Und tatsächlich unterschrieben sie schon vier Wochen später die Papiere. Es war vollkommen unspektakulär. Sie brauchten keine Ringe oder einen Priester. Nur die gültigen Dokumente, einen Richter sowie einen funktionalen Kugelschreiber, den ihm Inui schließlich gab, nachdem der des Richters keine Tinte mehr hergab.

Kurz dachte er an den einen kurzen Augenblick, in dem Ryoma ihn heute Nacht unsicher fragte, ob er wirklich absolut sicher war, ihn zu wollen.
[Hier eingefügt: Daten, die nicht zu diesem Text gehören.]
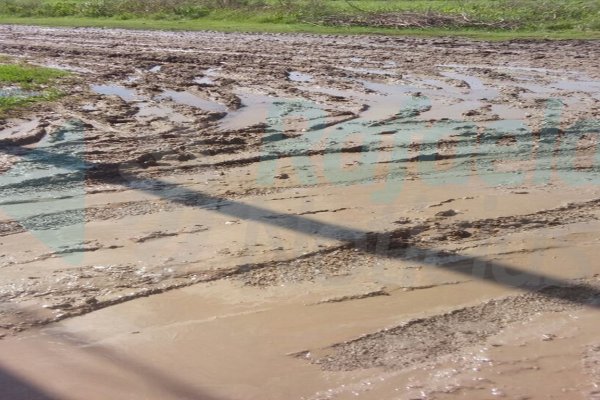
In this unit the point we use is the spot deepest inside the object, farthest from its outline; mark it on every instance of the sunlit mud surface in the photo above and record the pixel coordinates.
(253, 216)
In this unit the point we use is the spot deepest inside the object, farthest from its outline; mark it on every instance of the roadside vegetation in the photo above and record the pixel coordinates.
(502, 18)
(22, 84)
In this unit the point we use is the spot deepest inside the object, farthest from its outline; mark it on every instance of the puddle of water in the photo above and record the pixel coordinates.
(255, 110)
(192, 100)
(160, 111)
(478, 89)
(18, 128)
(297, 76)
(578, 86)
(116, 90)
(69, 68)
(13, 91)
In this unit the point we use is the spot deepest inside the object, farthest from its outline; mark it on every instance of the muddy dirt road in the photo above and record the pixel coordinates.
(253, 216)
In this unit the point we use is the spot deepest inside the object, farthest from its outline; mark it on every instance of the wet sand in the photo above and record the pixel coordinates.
(254, 216)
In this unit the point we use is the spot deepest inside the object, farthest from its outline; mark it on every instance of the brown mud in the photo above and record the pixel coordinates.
(269, 216)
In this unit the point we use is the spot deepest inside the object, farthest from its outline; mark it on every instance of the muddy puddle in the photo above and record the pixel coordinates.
(419, 220)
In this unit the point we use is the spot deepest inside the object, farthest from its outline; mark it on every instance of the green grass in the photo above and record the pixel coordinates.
(36, 84)
(250, 25)
(555, 19)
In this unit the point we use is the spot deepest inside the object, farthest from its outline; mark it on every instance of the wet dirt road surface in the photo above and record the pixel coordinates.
(262, 216)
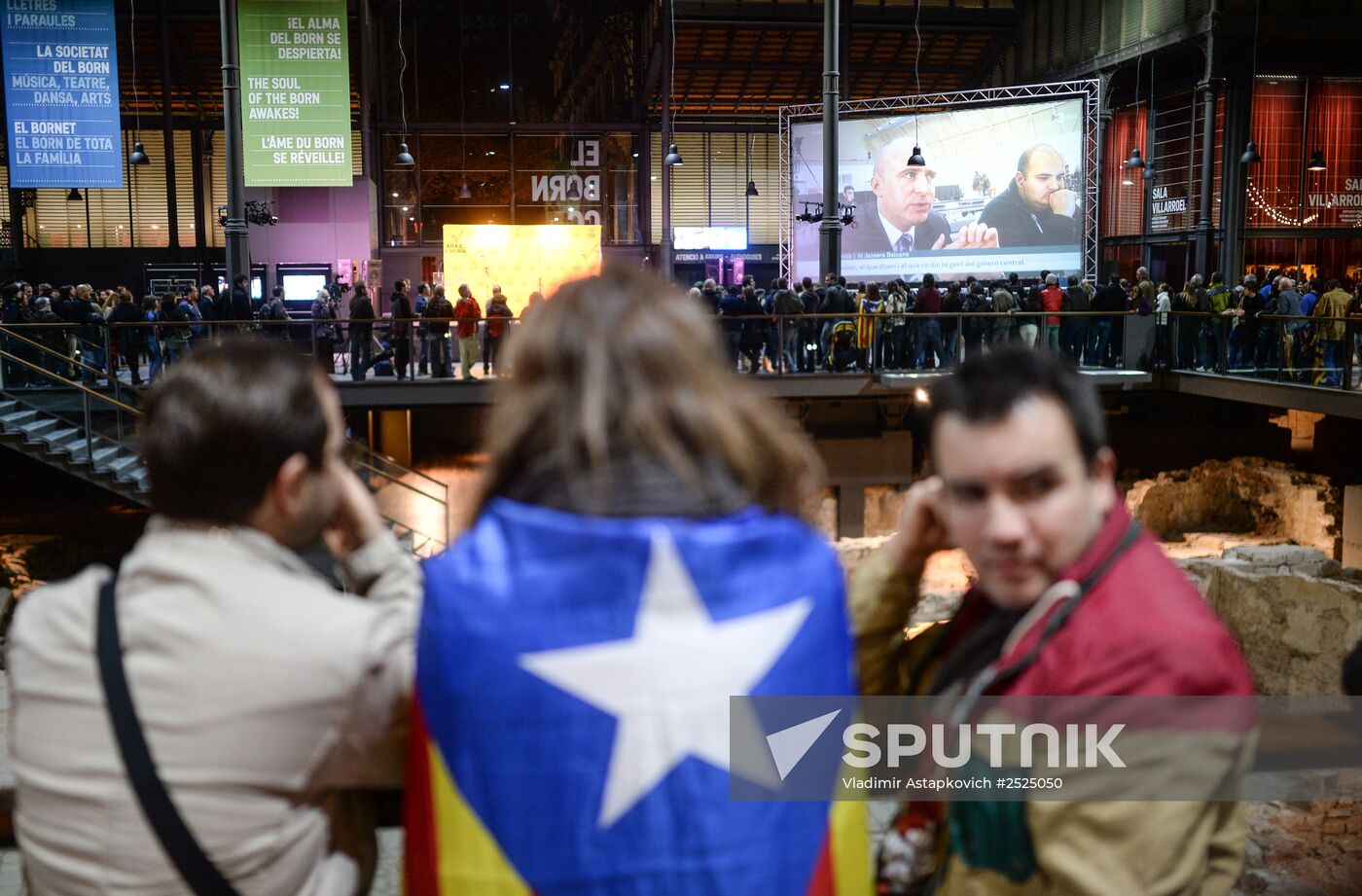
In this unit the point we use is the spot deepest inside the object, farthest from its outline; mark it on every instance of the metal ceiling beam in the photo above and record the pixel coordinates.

„Du bist wirklich sicher, dass du das willst?“, fragte Ryoma leise neben ihm, woraufhin er sich herumdrehte und durch weiche, leicht zerzauste Haare streichelte. „Saa, natürlich, wieso auch nicht?“

„Denkst du nicht … was, wenn du dich bei mir je so fühlst, wie mit Tezuka? Ich meine, … du bist immer so liebevoll und aufmerksam mir gegenüber, während ich manchmal gar nicht fähig bin, dir zu sagen, wie viel du mir überhaupt bedeutest ...“ Fuji brauchte kein Licht, um zu wissen, dass Ryoma ziemlich zerrissen aussah und dessen Augen leicht feucht schimmerten. Er hörte es, wodurch er sofort die Arme um ihn schlang und eng an sich zog. „So denke ich nicht, Ryoma. Ganz und gar nicht. Es stimmt, du bist ruhig und manchmal in dich gekehrt, aber genauso bist du leidenschaftlich und kämpferisch und wahnsinnig loyal sowie ehrlich und ich habe noch nie jemanden so herzensguten Menschen getroffen, wie dich. Selbst gegenüber den Menschen, die es nicht verdienen.“ Sanft streichelte er über Ryomas Wange, wobei er sich zu ihm lehnte und sanft auf die Stirn küsste. „Und du sagst mir jeden Tag, wie viel ich dir bedeute, wenn du lieber mit mir essen gehst, als mit Seiichi Tennis zu spielen oder mir erlaubst, dich zu fotografieren. Selbst mich zu einem Seminar über Kakteenkunde zu begleiten … das alles gibt mir so viel mehr, als du es dir vorstellen kannst. Nicht zu vergessen, dass du mich über deine Karriere gestellt hast … denkst du nicht, dass das nicht der absolut wertvollste und größte Beweis deiner Zuneigung mir gegenüber ist?“

Ryoma machte einen Laut unter seinem Kinn, bevor der Jüngere den Kopf langsam zurückzog. „Wieso sagst du immer die perfekten Sachen?“

„Saa, Tensai.“, schmunzelte er und spürte regelrecht, wie die goldgrünen Augen sich verdrehten. Wie konnte Ryoma nur an sich zweifeln ...

Die Antwort dazu war so einfach, wie seinen Namen unter das Dokument zu setzen, neben Ryomas und dann lächelnd in die glücklichen Augen seines Geliebten zu sehen, die leicht feucht vor Freude schimmerten, während der Richter ihnen sagte, sie seien nun offiziell verheiratet.

Er war sich sicher, weil Ryoma sein Leben war.